One of the boats already there was one I had briefly met in Savusavu. They are a memorable couple, because they are from Israel, and you don’t meet many cruisers out here from Israel. They invited us over to their boat, and it’s always nice when people love their boats, but this guy was way over the top. The whole afternoon turned into a “look how cool my boat is” session. It was a very nice boat, and he has obviously put a ton of thought into it, but he has also obviously put a ton of money into it. As he was borderline lecturing us on safety and how he has redundant EVERYTHING in his boat, I wanted to say, “you know most people don’t have the budget for that sort of redundancy and they have to put careful thought into their prioritization rather than achieving safety by brute force spending…” but I held my tongue. Anyway, after we were back on Exodus, Brenden asked, “Where’s Israel?” and I realized perhaps I needed to step up on the geography education. I told a friend about Brenden’s lack of knowledge about Israel, and the response was classic, “what kind of American are you?”

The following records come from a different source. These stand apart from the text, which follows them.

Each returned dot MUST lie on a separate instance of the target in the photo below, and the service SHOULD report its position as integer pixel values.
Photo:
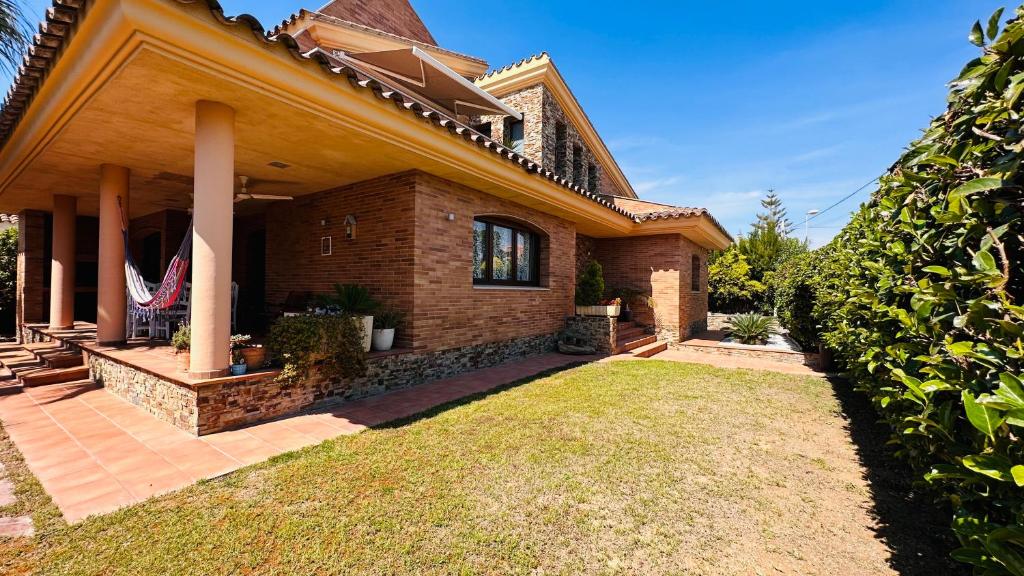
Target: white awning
(416, 70)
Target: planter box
(610, 312)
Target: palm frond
(13, 35)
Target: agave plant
(752, 328)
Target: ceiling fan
(245, 195)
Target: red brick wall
(450, 312)
(380, 257)
(658, 265)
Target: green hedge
(921, 297)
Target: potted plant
(385, 323)
(239, 366)
(354, 299)
(590, 290)
(254, 355)
(181, 340)
(628, 296)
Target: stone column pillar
(212, 220)
(112, 302)
(62, 263)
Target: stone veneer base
(215, 407)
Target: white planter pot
(611, 312)
(383, 338)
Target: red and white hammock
(143, 302)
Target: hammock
(143, 303)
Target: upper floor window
(505, 254)
(561, 136)
(513, 135)
(577, 165)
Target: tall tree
(769, 244)
(13, 34)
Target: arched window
(505, 253)
(695, 273)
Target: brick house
(411, 167)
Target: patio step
(650, 350)
(631, 332)
(46, 376)
(62, 360)
(625, 345)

In Albert Cove there is a family who lives on shore: husband, wife, and wife’s father. Their two kids live and go to school in Nuka, and some weekends they come to stay with their parents here in Albert Cove. There also seemed to always be a group of fishermen there with them, and they liked for us to use the binoculars to look for birds before they headed out to fish. The woman’s name is Maria, and she was quite friendly, and I went ashore a couple times just to hang out and chat. One day she took us on a guided hike to the other side of the island. It was a pleasant hike, and on the other side we met a family who had just arrived and was going to establish themselves on their family land. The man’s name was Tarawa (easy for me to remember because that is the capital of Kiribati). He has had a long career in Suva, and now, you could say, he is retiring and settling here with his family. Even though they had just arrived by boat the day before, their hospitality was impeccable, and they served us what I think was warm, sweetened milk.

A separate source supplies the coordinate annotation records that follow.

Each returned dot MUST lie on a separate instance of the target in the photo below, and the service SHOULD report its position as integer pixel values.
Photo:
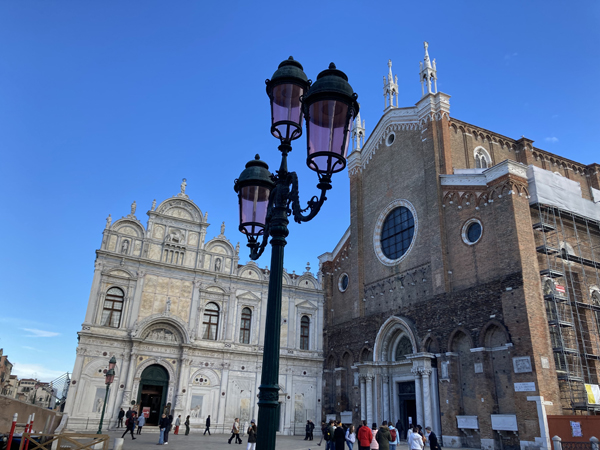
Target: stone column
(427, 398)
(369, 398)
(135, 300)
(363, 398)
(386, 397)
(418, 396)
(181, 385)
(128, 381)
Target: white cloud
(39, 333)
(36, 371)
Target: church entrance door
(407, 403)
(153, 389)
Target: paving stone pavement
(197, 441)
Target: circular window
(472, 231)
(390, 140)
(343, 282)
(395, 232)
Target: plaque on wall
(545, 362)
(522, 364)
(467, 422)
(504, 422)
(525, 387)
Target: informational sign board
(525, 387)
(576, 429)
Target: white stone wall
(162, 323)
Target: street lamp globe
(285, 88)
(329, 107)
(254, 188)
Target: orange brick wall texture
(469, 292)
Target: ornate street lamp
(109, 378)
(266, 200)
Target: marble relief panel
(154, 252)
(112, 243)
(159, 232)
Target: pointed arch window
(304, 332)
(245, 325)
(404, 348)
(113, 308)
(211, 322)
(482, 159)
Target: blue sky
(106, 102)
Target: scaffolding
(568, 247)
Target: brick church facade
(465, 295)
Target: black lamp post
(109, 378)
(266, 200)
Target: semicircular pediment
(163, 333)
(181, 209)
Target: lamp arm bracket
(256, 249)
(313, 205)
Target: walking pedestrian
(168, 428)
(384, 436)
(395, 436)
(364, 435)
(350, 437)
(120, 417)
(307, 430)
(162, 426)
(252, 436)
(415, 440)
(141, 423)
(129, 424)
(400, 429)
(187, 425)
(374, 430)
(433, 442)
(207, 425)
(339, 436)
(235, 432)
(323, 431)
(329, 436)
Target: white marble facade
(166, 280)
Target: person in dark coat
(433, 442)
(130, 425)
(168, 428)
(207, 425)
(307, 430)
(252, 436)
(384, 436)
(162, 425)
(400, 429)
(339, 436)
(120, 417)
(187, 425)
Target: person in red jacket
(364, 436)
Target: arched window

One evening, after dinner and after the darkness had set in, one of us, I don’t remember which one, noticed a fire on shore. Now, people often burn trash, so we are used to seeing fires and smoke coming from the kind of places that might make you a little nervous back home. But this fire seemed different. It grew quickly in intensity, seemed quite uncontrolled, and seemed to be coming right from where Maria’s house was. “I’m sure it’s fine,” was our first split second reaction, but then that was quickly overcome by, “but what if it’s not?” So, we rushed to shore with all the buckets we could find hoping we would get there in time to help before everything went up in flames, and when we got to shore Maria calmly came out to greet us. Everything was fine, of course, and her father was just burning some trash. Silly palagis.
On the morning we were planning to depart, we went to shore to say good-bye with a few thank you gifts in hand. Maria and her husband weren’t there, it was just Maria’s dad and a man called Teri, who also lives nearby in Albert Cove. We left some magazines and a cleaned-up, fixed-up pole-spear that Tim had once found while out diving. Later, just before we were ready to depart, Teri swam out to Exodus in order to give us a lobster for the passage. Brenden called dibs, but he’s a crazy kid.